Timmy ist auf dem Weg in die Nordsee – so stehen seine Überlebenschancen
Die jüngsten Ereignisse
Manche hatten Buckelwal Timmy schon aufgegeben. Mehrere Experten kamen zum Schluss, man solle Timmy in der Wismarer Bucht liegen lassen, bis er verendet. Dem Wal gehe es zu schlecht, um seine Reise in die Nordsee anzutreten. Doch am Dienstag dann die Überraschung: Nach mehreren erfolglosen Versuchen schwamm Timmy in eine vorbereitete Barge, mit der er nun in die Nordsee gebracht wird, damit er unterwegs nicht noch einmal irgendwo strandet.
Hier schwimmt Timmy in den Frachter
Hier ist Timmy aktuell
Mittlerweile hat die Barge, die von einem Schlepper gezogen wird, das dänische Gewässer erreicht. Die Fortuna B hat laut «Bild» den Schlepper Robin Hood abgelöst, da sie hochseetauglich ist. Ziel ist ein Hafen an der Nordspitze von Dänemark.
Timmy wird vom Rettungsteam begleitet, Tierärztinnen und Walexperten sind laut Bild auf dem Schlepper, um seinen Zustand im Auge zu behalten.

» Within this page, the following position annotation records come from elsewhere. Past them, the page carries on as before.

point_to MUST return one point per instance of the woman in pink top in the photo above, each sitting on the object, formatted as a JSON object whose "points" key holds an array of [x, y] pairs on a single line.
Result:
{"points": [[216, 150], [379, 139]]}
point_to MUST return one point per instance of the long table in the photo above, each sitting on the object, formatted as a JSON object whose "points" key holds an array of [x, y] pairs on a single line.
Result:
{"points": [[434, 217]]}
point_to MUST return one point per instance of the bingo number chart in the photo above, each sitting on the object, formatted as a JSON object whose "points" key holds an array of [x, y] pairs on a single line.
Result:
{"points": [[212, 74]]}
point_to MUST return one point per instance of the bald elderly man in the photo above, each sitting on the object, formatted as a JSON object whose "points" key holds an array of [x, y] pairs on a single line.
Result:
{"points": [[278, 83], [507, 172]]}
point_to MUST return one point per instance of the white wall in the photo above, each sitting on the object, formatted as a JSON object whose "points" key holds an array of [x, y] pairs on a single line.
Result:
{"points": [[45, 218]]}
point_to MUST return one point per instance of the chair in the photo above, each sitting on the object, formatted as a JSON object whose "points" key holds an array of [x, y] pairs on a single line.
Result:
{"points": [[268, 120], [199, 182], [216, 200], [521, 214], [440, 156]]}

Wo wird Timmy hingebracht?
Gemäss Bild soll Timmy in den offenen Atlantik gebracht werden. Wo genau, sei geheim. Am Schluss seines Transports soll er freigelassen werden und sich wenn möglich Artgenossen anschliessen. Eine entsprechende Herde sei bereits gefunden worden. Mittlerweile soll der Buckelwal einen Peilsender tragen, damit seine Route verfolgt werden kann.

Das macht der Buckelwal während der Fahrt
Timmy kann nicht einfach entspannt daliegen und sich durch die Meere schippern lassen. Er hat auch ein Programm. Da befürchtet wird, dass der Wal nach 28 Tagen Rumliegen in der Bucht möglicherweise nicht mehr richtig schwimmen kann, soll er dies unterwegs üben und seine Muskeln wieder aktivieren.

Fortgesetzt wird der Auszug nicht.